Michael: Yeah, there's also a fallacy that people learn at different rates. I saw some research that it's really not about that, but just that people start at a different place. If they have had exposure to tutors and have taken lots of tests, they're sort of starting at a different place than other folks who haven't had that in their life.


Dr. Lubarsky: Right and again...native intelligence and street smarts. I will just say as someone who ran the largest anesthesia training program in the United States for many years that some of the very best highest scoring test takers were by far not the best physicians in the organization because those are two different skill sets, right? Regurgitation of information is one thing that you get on standardized tests; synthesis and application and compassion are different skill sets.


Michael: Yeah, completely, and the more important ones, getting back to AI’s ability to take a lot of the memorization and that sort of rote learning off the plate -- all the decision support stuff that it can do -- that makes it even more important that people have the soft skills, the human skills, that ability to synthesize and connect that you're talking about. 


Dr. Lubarsky: I'll just say that plenty of studies out there show that if you have people that look like you -- either as your caregiver or around in that clinic -- the people who are from that ethnic or cultural background trust what you're telling them so therefore they follow the directions and their health outcomes improve. So, again, you can be the smartest person in the world and give the best prescription that's exactly correct but if you don't have the faith and the trust of the community that you're serving they won't follow your directions and so therefore you're not doing the job of healing and curing. So, it's something just to think about. It's not just being right, it's being effective.

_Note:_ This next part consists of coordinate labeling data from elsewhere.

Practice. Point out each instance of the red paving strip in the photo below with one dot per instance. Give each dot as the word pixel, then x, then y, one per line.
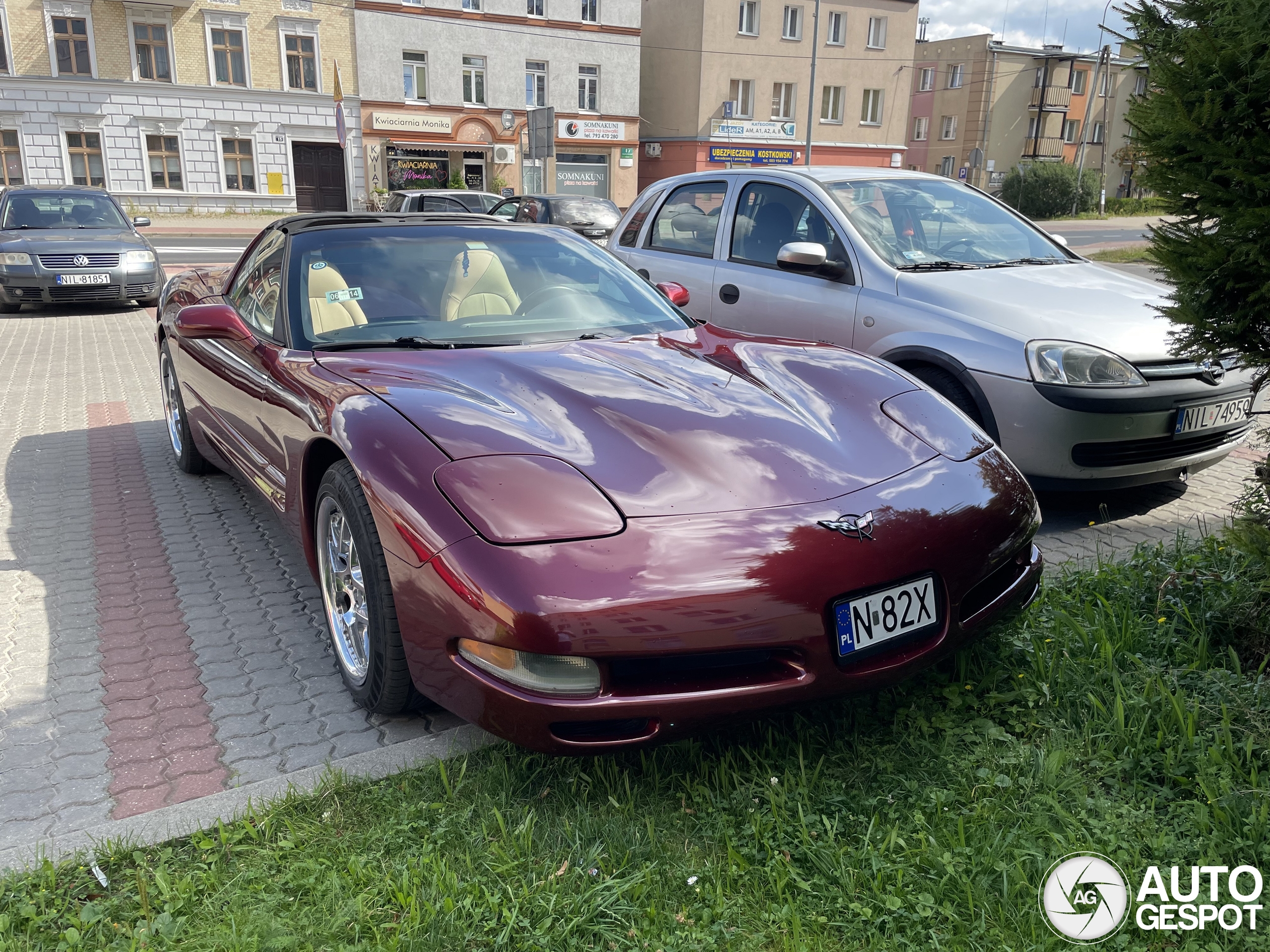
pixel 163 744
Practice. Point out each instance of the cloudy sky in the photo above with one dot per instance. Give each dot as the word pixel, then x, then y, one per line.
pixel 1026 22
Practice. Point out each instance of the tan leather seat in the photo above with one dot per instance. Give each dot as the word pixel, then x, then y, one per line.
pixel 330 315
pixel 478 285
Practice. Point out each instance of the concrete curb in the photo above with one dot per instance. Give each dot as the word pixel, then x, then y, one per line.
pixel 183 819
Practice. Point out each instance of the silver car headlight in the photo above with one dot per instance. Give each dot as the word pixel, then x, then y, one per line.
pixel 1080 366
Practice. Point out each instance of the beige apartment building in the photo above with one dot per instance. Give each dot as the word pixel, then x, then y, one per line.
pixel 729 83
pixel 182 105
pixel 1019 105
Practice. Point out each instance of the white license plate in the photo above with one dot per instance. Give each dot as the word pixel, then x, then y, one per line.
pixel 869 620
pixel 1209 416
pixel 83 278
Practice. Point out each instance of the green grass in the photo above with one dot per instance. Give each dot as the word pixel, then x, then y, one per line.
pixel 1118 716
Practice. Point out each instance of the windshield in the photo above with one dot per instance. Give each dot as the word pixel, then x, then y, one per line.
pixel 466 286
pixel 928 221
pixel 63 210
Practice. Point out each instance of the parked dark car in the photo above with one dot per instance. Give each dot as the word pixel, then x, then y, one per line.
pixel 73 243
pixel 441 200
pixel 535 492
pixel 593 219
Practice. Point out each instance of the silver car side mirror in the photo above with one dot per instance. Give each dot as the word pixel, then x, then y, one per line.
pixel 802 257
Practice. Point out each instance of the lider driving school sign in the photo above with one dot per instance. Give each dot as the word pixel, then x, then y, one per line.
pixel 752 155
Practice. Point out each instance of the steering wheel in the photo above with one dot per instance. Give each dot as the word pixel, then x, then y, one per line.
pixel 541 295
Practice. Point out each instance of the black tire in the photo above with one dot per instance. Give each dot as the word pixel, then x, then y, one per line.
pixel 189 457
pixel 370 655
pixel 949 388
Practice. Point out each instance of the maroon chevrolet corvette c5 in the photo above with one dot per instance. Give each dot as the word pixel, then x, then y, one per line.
pixel 536 493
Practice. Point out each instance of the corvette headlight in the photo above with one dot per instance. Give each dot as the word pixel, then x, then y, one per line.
pixel 566 676
pixel 135 258
pixel 1080 366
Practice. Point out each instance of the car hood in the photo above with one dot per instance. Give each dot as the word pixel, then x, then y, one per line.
pixel 1083 301
pixel 690 422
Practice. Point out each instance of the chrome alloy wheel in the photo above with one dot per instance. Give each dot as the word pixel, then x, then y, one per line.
pixel 343 591
pixel 171 404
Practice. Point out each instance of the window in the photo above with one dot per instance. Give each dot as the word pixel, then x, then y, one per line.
pixel 588 89
pixel 10 158
pixel 70 44
pixel 535 83
pixel 689 221
pixel 877 32
pixel 771 216
pixel 870 110
pixel 414 75
pixel 302 64
pixel 85 154
pixel 151 44
pixel 228 56
pixel 474 80
pixel 793 23
pixel 836 35
pixel 831 103
pixel 239 166
pixel 783 101
pixel 164 155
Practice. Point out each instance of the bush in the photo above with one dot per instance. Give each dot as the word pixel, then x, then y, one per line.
pixel 1047 189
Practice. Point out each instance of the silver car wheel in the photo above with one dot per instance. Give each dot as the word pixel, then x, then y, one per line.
pixel 172 404
pixel 343 592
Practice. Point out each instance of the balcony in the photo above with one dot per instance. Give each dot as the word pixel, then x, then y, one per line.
pixel 1052 98
pixel 1044 148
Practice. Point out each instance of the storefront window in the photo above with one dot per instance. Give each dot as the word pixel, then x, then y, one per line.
pixel 582 175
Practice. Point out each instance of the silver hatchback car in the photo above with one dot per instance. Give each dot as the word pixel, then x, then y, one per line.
pixel 1065 362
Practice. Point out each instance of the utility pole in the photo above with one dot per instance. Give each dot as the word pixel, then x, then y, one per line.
pixel 811 92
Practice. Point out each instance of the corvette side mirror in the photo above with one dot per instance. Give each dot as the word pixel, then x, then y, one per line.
pixel 211 323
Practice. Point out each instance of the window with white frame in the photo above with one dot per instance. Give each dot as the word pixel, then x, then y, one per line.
pixel 836 32
pixel 870 108
pixel 588 89
pixel 474 80
pixel 535 83
pixel 792 26
pixel 877 33
pixel 239 162
pixel 414 75
pixel 831 103
pixel 783 101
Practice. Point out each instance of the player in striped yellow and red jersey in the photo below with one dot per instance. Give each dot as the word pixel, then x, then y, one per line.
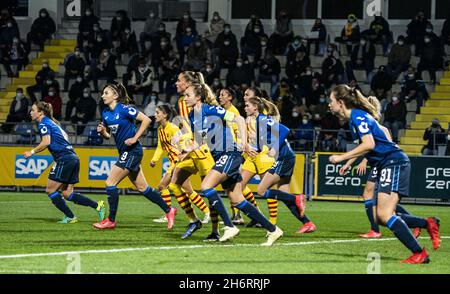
pixel 167 135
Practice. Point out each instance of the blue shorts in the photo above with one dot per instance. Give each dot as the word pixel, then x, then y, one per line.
pixel 373 175
pixel 130 160
pixel 65 170
pixel 394 178
pixel 284 167
pixel 229 163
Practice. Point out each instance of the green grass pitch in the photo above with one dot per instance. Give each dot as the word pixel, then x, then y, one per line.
pixel 28 228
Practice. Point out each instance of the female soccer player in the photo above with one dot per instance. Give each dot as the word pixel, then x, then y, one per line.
pixel 167 133
pixel 369 189
pixel 209 123
pixel 118 120
pixel 272 134
pixel 64 174
pixel 392 163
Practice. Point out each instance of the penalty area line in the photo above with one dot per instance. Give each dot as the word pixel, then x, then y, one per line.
pixel 99 251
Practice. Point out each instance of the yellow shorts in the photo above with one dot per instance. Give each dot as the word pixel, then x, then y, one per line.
pixel 197 165
pixel 258 164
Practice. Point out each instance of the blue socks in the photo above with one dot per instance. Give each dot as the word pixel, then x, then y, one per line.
pixel 368 204
pixel 60 203
pixel 156 198
pixel 216 202
pixel 402 232
pixel 82 200
pixel 289 200
pixel 413 221
pixel 113 200
pixel 252 212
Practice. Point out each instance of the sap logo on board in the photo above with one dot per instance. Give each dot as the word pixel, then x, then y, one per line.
pixel 100 166
pixel 32 167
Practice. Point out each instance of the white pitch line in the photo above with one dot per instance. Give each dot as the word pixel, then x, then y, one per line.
pixel 197 246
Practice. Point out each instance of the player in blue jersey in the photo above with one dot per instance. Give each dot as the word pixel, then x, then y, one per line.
pixel 118 120
pixel 369 189
pixel 272 134
pixel 210 123
pixel 393 167
pixel 64 173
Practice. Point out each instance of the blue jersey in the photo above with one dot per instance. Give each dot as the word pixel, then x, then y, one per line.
pixel 210 125
pixel 121 122
pixel 59 141
pixel 385 152
pixel 274 135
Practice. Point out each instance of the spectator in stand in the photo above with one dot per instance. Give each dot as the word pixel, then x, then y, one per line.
pixel 430 59
pixel 282 35
pixel 119 24
pixel 435 135
pixel 379 33
pixel 18 111
pixel 87 21
pixel 15 54
pixel 416 32
pixel 304 135
pixel 75 93
pixel 42 29
pixel 85 110
pixel 45 74
pixel 320 41
pixel 104 67
pixel 332 69
pixel 296 67
pixel 413 89
pixel 363 57
pixel 228 54
pixel 395 116
pixel 55 100
pixel 216 26
pixel 350 34
pixel 242 73
pixel 142 80
pixel 74 67
pixel 399 58
pixel 197 55
pixel 269 71
pixel 252 42
pixel 381 83
pixel 152 24
pixel 186 30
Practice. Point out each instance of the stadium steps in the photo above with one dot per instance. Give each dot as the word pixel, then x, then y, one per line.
pixel 54 52
pixel 438 106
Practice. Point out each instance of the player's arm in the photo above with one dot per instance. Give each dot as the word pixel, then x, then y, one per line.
pixel 145 123
pixel 368 144
pixel 45 142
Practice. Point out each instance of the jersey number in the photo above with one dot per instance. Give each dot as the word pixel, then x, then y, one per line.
pixel 222 160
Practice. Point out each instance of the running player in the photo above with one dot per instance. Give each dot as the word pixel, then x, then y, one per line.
pixel 272 134
pixel 64 174
pixel 118 120
pixel 167 133
pixel 393 166
pixel 210 123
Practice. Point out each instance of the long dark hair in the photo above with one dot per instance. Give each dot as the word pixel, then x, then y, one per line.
pixel 47 109
pixel 168 110
pixel 121 91
pixel 353 98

Michael: Very well said. I’m sorry to say we're getting close to the end of our time, so I want to shift to one of our favorite questions, which is to get some advice from our guests. You are around students, obviously, all the time. What's your go-to advice for learners and early career health professionals? 


Dr. Lubarsky: Find your dharma. That’s from Jay Shetty’s book, Think Like a Monk. Someone insisted I read it a few years ago. I'm like, wow, that's such a great book. It has a lot of great information about leadership, but the part I really liked was find what you love, find what you're really passionate about, find what has meaning to you, find what you're really good at, and if you can join those all together, that's what you should be doing every day. Because then it's not like a job. It's your avocation, not your vocation. It's your purpose. 

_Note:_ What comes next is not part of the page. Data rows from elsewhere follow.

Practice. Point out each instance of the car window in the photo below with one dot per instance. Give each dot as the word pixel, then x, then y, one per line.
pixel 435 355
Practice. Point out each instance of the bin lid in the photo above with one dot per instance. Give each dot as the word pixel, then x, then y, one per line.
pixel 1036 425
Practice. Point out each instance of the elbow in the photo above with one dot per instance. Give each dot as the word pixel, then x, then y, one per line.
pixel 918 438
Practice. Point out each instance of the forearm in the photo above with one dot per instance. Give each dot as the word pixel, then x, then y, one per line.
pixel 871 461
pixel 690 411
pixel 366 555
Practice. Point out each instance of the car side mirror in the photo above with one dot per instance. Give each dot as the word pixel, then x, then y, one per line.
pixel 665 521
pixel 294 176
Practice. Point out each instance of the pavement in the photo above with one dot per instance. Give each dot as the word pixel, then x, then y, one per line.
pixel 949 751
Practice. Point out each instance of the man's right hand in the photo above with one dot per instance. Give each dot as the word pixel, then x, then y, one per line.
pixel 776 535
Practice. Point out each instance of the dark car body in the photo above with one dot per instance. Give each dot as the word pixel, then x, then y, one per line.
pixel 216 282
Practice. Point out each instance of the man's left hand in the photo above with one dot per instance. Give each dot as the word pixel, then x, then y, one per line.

If every day you go to work and you're fulfilling your purpose in life, your life is great. My life is great. I love coming to work. People go like, “You work so hard, so many hours.” I'm like, I love what I do. That's why I work this hard. Not because I think I'm making a difference. I could be deluding myself, but that's how everybody should be, which is that they shouldn't live to work, but you should actually love your work. 


Michael: Wonderful advice and a great note to end on. I want to thank you so much for taking the time to be with us today, Dr. Lubarsky, and also for all the work you're doing there at UC Davis to provide the community with the healthcare it needs and to train future healthcare professionals. It's really been fascinating.


Dr. Lubarsky: Well, thank you very much. It's a privilege to work with the team here at UC Davis Health and I just want to close by saying I have been inspired all along the way by one of the foremost African American educators, my boss, Chancellor Gary May, whose lifelong commitment to diversity and equal, not only opportunity, but equal outcomes for learners and students is inspirational. 


Michael: Well, thank you for sharing that with us. I'm Michael Carrese, and I want to thank our audience for checking out today's show and remember to do your part to raise the line and strengthen the healthcare system. We're all in this together.